# Backend Running

`Ascend` `GPU` `CPU` `Environmental Setup` `Operation Mode` `Model Training` `Beginner` `Intermediate` `Expert`

[![View Source On Gitee](./_static/logo_source.png)](https://gitee.com/mindspore/docs/blob/r1.1/docs/faq/source_en/backend_running.md)

<font size=3>**Q: How do I view the number of model parameters?**</font>

A: You can load the checkpoint to count the parameter number.
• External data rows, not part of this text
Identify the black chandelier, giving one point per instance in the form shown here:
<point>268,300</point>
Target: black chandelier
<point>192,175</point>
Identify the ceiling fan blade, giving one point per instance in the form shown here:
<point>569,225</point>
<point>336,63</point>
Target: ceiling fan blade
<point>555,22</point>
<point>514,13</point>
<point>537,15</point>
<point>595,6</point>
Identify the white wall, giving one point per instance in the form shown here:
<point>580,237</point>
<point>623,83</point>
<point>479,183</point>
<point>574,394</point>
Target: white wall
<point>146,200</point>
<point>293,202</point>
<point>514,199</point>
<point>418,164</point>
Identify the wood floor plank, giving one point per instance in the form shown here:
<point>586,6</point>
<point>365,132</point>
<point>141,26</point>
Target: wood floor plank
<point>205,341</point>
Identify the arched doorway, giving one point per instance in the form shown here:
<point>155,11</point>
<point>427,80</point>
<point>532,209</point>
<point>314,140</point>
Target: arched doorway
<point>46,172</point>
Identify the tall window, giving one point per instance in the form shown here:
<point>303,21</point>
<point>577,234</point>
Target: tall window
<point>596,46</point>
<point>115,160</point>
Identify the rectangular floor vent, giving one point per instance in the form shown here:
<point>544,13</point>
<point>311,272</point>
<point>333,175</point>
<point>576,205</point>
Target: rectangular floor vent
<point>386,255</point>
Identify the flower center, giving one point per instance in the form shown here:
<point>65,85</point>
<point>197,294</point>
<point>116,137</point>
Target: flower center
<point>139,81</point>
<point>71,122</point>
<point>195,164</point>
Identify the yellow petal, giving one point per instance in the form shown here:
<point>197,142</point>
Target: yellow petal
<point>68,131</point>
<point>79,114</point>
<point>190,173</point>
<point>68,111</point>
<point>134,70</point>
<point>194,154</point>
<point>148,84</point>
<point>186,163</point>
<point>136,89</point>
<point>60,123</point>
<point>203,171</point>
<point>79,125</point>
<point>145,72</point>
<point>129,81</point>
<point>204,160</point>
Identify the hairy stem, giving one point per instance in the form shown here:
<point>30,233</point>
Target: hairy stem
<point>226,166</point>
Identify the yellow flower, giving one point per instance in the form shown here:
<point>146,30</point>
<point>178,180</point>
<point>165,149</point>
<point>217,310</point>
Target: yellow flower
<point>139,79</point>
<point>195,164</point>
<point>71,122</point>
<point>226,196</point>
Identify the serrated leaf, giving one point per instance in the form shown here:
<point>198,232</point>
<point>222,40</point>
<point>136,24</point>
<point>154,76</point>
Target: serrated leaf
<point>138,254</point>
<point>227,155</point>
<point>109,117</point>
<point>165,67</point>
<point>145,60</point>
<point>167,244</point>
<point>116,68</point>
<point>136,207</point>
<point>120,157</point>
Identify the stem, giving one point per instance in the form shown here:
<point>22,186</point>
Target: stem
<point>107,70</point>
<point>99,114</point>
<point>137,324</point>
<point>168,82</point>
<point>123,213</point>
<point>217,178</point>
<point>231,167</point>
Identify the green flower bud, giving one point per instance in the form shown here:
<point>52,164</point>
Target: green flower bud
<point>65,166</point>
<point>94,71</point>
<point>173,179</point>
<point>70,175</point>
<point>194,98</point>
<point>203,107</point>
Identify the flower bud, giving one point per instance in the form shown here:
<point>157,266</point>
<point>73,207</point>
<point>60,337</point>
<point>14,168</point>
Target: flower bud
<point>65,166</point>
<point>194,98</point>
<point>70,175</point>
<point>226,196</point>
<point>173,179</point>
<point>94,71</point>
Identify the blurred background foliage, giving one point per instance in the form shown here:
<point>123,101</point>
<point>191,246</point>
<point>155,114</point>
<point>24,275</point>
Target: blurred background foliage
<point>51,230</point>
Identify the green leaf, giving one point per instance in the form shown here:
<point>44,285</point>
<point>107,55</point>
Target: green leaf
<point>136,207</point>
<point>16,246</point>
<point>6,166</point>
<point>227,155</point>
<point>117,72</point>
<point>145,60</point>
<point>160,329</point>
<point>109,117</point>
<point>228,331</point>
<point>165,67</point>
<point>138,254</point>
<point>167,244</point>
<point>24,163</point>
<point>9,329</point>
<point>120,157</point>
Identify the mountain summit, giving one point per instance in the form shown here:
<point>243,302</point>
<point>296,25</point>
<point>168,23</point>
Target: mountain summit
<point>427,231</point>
Variables in the momentum and optimizer may be counted, so you need to filter them out.
You can refer to the following APIs to collect the number of network parameters:

```python
def count_params(net):
    """Count number of parameters in the network
    Args:
        net (mindspore.nn.Cell): Mindspore network instance
    Returns:
        total_params (int): Total number of trainable params
    """
    total_params = 0
    for param in net.trainable_params():
        total_params += np.prod(param.shape)
    return total_params
```

[Script Link](https://gitee.com/mindspore/mindspore/blob/r1.1/model_zoo/research/cv/tinynet/src/utils.py).

<br/>

<font size=3>**Q: How do I build a multi-label MindRecord dataset for images?**</font>

A: The data schema can be defined as follows:`cv_schema_json = {"label": {"type": "int32", "shape": [-1]}, "data": {"type": "bytes"}}`

Note: A label is an array of the numpy type, where label values 1, 1, 0, 1, 0, 1 are stored. These label values correspond to the same data, that is, the binary value of the same image.
For details, see [Converting Dataset to MindRecord](https://www.mindspore.cn/tutorial/training/en/r1.1/advanced_use/convert_dataset.html#id3).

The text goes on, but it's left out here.